Avant-guerre, la Communauté avait connu une existence quasi confidentielle. Accaparée par sa recherche et ses tâtonnements, elle n’entretenait que peu de relations avec le milieu catholique et intellectuel lyonnais. Les maîtres à penser qu’elle s’était donnés –Maritain, Mounier, Berdiaev- étaient alors parisiens. Les amitiés dominicaines de Montuclard résidaient davantage du côté de la Tour-Maubourg que de la province de Lyon. Les démêlés du religieux avec les supérieurs de l’Ordre l’avaient alors poussé à rechercher des cautions plus que des échanges d’idées. La situation est radicalement modifiée en 1940, sous l’influence de trois facteurs.
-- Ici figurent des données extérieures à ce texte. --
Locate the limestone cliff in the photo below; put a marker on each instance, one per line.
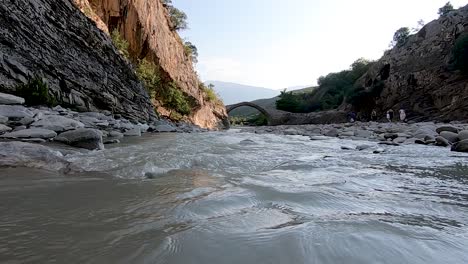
(419, 76)
(53, 39)
(147, 28)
Le premier de ces facteurs, c’est l’extraordinaire effervescence intellectuelle que connaît Lyon depuis l’armistice et le repli d’une partie de l’intelligentsia parisienne qui a fui la zone occupée. A côté du substrat lyonnais d’avant-guerre d’où émergent quelques grandes figures d’universitaires - le philosophe Jean Lacroix, les historiens Joseph Hours et André Latreille -, ou de théologiens, issus pour la plupart de l’école de Fourvière - Les de Lubac, Balthasar, Daniélou, Fontoynont -, la mouvance catholique s’enrichit de personnalités repliées : Hubert Beuve-Méry, Stanislas Fumet, Jean de Fabrègues, Jacques Madaule, Gabriel Marcel, François Perroux...Un tel microcosme bruit de débats, nourris par la richesse de toutes ces personnalités et dont les échos irriguent le milieu des khâgneux du lycée du Parc ou des étudiants, parmi lesquels Jean-Marie Domenach ou Gilbert Dru.
Le second facteur est l’accès de la Communauté à ce cercle d’intellectuels. On peut supposer que, de toute façon, Montuclard aurait su saisir les occasions pour pénétrer ce milieu. On a pu voir qu’il ne doutait pas de l’importance de l’expérience menée avant-guerre et qu’il n’hésitait pas à frapper à d’éminentes portes – de Maritain aux cardinaux - pour enrichir sa réflexion ou favoriser ses vues. Toutefois, la participation de Mounier à la Communauté a favorisé, à coup sûr, le drainage des personnalités présentes à Lyon vers la rue Pizay. De par sa notoriété et en raison de ses démarches pour la reparution d’Esprit, Mounier joue un rôle de catalyseur, d’aimant. Les responsables du groupe se retrouvent propulsés, un peu grisés, au contact de ces intellectuels qui se passionnent pour leur expérience et participent aux débats initiés par le Père Montuclard, y apportant une dimension nouvelle. Une telle ouverture aura des répercussions profondes sur le devenir de l’équipe : elle y acquiert le goût de la fréquentation des milieux intellectuels, de la confrontation d’idées, des rassemblements de personnalités insignes autour de débats, tous éléments qui préfigurent la naissance des futurs Cahiers. Au reste, elle s’y assure des futures collaborations, d’éminentes signatures qui rehausseront le prestige des publications à venir.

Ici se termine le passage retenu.